Die grossen Western 157 – Tod und Tränen

Die grossen Western –157–

Tod und Tränen

Roman von U. H. Wilken

Scott Wagoner zieht die Zügel an, beugt sich im Sattel vor und blickt hinunter auf das kleine armselige Nest. Es ist ein warmer Spätabend, Lichter flimmern herauf. Einige schattenhafte Gestalten wandern über die schmale Straße. Stimmen ertönen dumpf und leise.
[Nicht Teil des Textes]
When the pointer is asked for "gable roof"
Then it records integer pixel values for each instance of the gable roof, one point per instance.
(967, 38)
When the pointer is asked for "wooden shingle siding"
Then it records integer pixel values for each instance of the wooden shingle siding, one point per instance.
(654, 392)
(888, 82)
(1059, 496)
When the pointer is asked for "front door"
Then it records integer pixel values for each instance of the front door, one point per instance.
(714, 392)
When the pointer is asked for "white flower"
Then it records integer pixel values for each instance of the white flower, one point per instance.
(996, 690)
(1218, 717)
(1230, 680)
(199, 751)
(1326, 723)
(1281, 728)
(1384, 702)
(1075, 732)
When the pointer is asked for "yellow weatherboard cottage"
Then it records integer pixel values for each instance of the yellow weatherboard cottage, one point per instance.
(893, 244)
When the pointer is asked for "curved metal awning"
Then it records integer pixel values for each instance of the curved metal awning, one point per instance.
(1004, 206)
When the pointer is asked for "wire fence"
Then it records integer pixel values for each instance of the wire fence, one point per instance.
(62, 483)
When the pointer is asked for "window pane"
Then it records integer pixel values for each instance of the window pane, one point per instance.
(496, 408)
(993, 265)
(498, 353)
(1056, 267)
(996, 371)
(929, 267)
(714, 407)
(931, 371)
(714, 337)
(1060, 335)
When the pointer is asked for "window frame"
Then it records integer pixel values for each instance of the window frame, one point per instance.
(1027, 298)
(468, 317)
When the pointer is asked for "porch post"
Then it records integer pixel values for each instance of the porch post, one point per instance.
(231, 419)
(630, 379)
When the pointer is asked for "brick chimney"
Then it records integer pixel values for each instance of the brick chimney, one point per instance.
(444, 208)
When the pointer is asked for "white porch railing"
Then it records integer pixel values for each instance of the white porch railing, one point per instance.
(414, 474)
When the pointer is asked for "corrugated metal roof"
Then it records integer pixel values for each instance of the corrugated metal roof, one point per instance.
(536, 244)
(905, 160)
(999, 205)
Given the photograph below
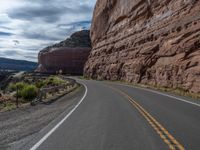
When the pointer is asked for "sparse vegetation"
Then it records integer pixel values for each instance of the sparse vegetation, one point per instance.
(29, 92)
(26, 88)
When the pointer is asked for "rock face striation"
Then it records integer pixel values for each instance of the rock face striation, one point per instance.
(69, 55)
(154, 42)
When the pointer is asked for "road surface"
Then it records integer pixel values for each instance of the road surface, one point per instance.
(111, 116)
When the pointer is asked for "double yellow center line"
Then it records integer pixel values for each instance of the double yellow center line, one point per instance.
(172, 143)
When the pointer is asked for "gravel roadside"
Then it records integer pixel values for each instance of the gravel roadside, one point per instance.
(19, 124)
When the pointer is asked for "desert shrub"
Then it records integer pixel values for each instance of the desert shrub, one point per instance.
(29, 92)
(12, 87)
(20, 85)
(54, 81)
(40, 84)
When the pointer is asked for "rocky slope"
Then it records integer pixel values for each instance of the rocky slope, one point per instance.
(153, 42)
(69, 55)
(18, 65)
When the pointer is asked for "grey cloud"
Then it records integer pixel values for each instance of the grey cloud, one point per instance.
(5, 33)
(48, 13)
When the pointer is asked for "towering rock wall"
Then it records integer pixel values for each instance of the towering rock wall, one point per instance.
(69, 55)
(153, 42)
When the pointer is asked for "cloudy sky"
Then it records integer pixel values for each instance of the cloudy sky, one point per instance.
(26, 26)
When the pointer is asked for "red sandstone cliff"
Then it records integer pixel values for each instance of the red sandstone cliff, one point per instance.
(69, 55)
(153, 42)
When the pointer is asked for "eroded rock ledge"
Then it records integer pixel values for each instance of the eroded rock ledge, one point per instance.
(153, 42)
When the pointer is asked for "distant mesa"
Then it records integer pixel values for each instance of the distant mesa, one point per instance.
(153, 42)
(68, 56)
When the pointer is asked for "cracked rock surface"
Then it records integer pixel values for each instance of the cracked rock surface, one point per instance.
(153, 42)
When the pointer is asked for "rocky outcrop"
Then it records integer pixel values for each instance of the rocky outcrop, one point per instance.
(69, 55)
(154, 42)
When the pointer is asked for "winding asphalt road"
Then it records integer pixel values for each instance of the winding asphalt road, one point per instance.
(111, 116)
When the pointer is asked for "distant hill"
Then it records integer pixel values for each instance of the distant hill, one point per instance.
(19, 65)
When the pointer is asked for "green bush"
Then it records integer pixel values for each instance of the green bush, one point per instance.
(20, 85)
(40, 84)
(29, 92)
(54, 81)
(12, 87)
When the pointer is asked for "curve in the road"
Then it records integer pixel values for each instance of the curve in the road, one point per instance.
(60, 123)
(160, 130)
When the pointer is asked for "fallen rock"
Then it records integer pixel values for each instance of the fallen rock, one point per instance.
(155, 42)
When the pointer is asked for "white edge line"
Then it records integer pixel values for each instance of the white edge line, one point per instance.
(180, 99)
(60, 123)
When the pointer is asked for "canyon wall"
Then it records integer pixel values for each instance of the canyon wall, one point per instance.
(155, 42)
(69, 55)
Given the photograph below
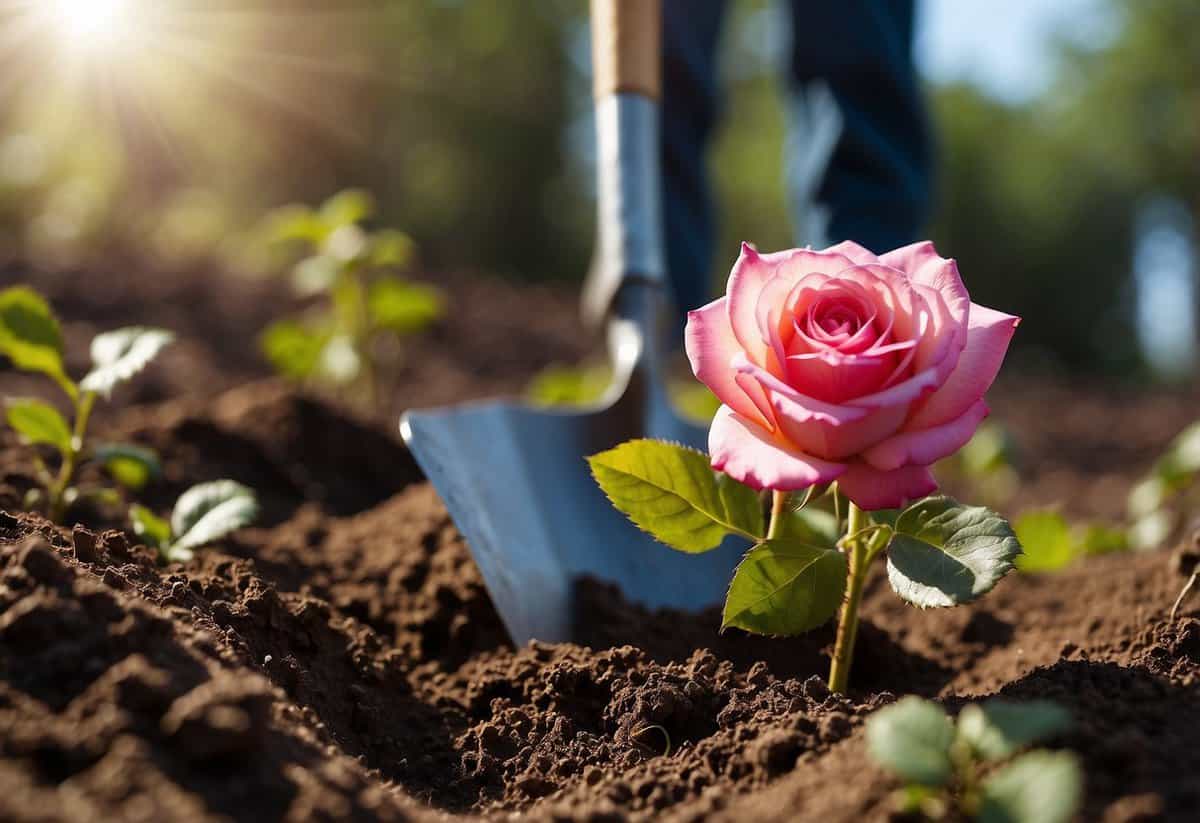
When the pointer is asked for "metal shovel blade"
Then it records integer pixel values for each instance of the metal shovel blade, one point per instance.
(517, 485)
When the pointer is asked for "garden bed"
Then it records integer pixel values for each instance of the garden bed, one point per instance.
(342, 660)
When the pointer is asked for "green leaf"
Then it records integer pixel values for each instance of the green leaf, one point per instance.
(30, 336)
(390, 247)
(785, 587)
(120, 354)
(403, 307)
(352, 205)
(672, 492)
(912, 739)
(131, 466)
(997, 728)
(1038, 787)
(945, 553)
(39, 422)
(210, 511)
(1045, 541)
(315, 275)
(154, 530)
(293, 349)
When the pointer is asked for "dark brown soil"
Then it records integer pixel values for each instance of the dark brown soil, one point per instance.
(342, 659)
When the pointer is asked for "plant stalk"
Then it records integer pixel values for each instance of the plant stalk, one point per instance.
(58, 506)
(857, 559)
(778, 509)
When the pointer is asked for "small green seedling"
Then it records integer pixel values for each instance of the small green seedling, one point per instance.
(361, 312)
(31, 338)
(1050, 542)
(972, 768)
(202, 515)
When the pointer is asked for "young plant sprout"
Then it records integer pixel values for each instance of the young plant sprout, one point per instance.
(843, 377)
(363, 312)
(948, 769)
(203, 515)
(31, 338)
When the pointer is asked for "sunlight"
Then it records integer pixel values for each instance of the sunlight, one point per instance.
(93, 23)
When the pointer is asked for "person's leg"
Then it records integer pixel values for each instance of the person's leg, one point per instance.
(877, 186)
(690, 34)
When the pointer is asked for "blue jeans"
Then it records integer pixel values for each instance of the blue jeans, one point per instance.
(874, 188)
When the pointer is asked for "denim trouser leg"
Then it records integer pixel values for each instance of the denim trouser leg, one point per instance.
(875, 188)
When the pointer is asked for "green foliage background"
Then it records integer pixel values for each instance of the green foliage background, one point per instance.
(467, 119)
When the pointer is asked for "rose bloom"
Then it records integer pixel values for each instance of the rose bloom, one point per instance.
(840, 365)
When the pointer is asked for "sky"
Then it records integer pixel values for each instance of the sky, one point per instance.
(1002, 46)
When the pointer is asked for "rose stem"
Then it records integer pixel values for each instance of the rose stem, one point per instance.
(778, 503)
(847, 623)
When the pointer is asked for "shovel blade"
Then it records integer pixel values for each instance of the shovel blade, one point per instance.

Über Wagoners hartes Antlitz zieht ein flüchtiges Lächeln, das bitter und freudlos ist.

»Gut«, murmelt er, »gut.«

Mehr nicht. Ein schweigsamer, wortkarger Mann. Ein großer, schlanker und sehniger Mann mit schmalen Schultern, langen Beinen und schlanken festen Händen. Er ist so dürr und geschmeidig wie ein Wüstenwolf – und so gefährlich.

Er reitet in geheimem Auftrag.

Ein langer Weg liegt hinter ihm. Tausend Meilen und mehr. Und sein dunkelbrauner Stetson, die ärmellose Lederjacke und die derbe Hose sind von einer Staubschicht überzogen.

Im ledernen Gewehrschuh – vorn rechts am Sattel – steckt ein 44er Henry-Repetiergewehr. In der Halfter, halb verdeckt von der Lederjacke, ruht ein Walker-Colt.

»Wir brauchen Wasser, Alter«, murmelt er. »Bis zum San Pedro River ist es noch weit, schätze ich. Würde sonst ’nen Bogen um dieses Drecksnest machen.«

Mit einem Schenkeldruck treibt er das müde Pferd an. Langsam nähert er sich der Ortschaft, die er nicht kennt, die noch in Arizona, aber hart an der Grenze nach Mexiko liegen muss. Lässig sitzt er im Sattel und dennoch wachsam.

Dumpf ist der Hufschlag, leise jankt das Leder des Sattelzeugs.

Ein Mann, der sich langsam aus dem Dämmerlicht des Hügels löst und die schmale Straße vor sich liegen sieht.

Schmutzige, schadhafte Lehmhäuser stehen dicht an der Straße – primitive Behausungen, mit Rohr gedeckt. Halb nackte Kinder spielen im Dreck der Straße.

Wagoner lenkt sein großes, abgetriebenes Pferd langsam in die Ortschaft hinein. Die Kinderschar sieht ihn im Zwielicht des scheidenden Tages zuerst, bricht in einen unbeschreiblichen Lärm aus und läuft neben ihm her.

Aus den Häusern kommen mehrere Einwohner. Sie tragen zerlumpte Hosen und Hemden, die schmierig und schmutzig sind. Ein Lauern ist in den dunklen Augen dieser Grenzmexikaner, die ihren kärglichen Lebensunterhalt wohl durch Schmuggeln bestreiten. Sie beginnen zu tuscheln und werfen ihm giftige Blicke zu.

Der Reiter kümmert sich nicht weiter darum. Er sieht die Pulqueria am Ende der Straße und reitet darauf zu. Die Kinder laufen noch immer nebenher.

Vor dem etwas größeren Lehmhaus zügelt er das Pferd, gleitet aus dem Sattel und schlingt die Zügelenden locker um die Haltestange. Die Kinder stehen wie eine schweigende Mauer auf der Straße. Glitzernde, fragende Augen starren ihn an.

Wagoner rückt am Waffengurt und geht auf den Eingang der Pulqueria zu. Vor dem Eingang hängt eine Bastmatte. Er schiebt sie mit der Linken zur Seite und tritt ein.

Beißender Tabaksqualm und verbrauchte Luft schlagen ihm entgegen.

Eine primitive Theke nimmt die eine Raumseite ein. Vor dieser Theke stehen einige schmutzige Tische und Hocker. Auf den grobgezimmerten Tischen brennen Talglichter, und in ihrem Schein erkennt Wagoner die vier Mexikaner und einen hellhäutigen Amerikaner, die in der Ecke des Raumes an einem Tisch sitzen und ihn mit scharfen, misstrauischen Blicken mustern.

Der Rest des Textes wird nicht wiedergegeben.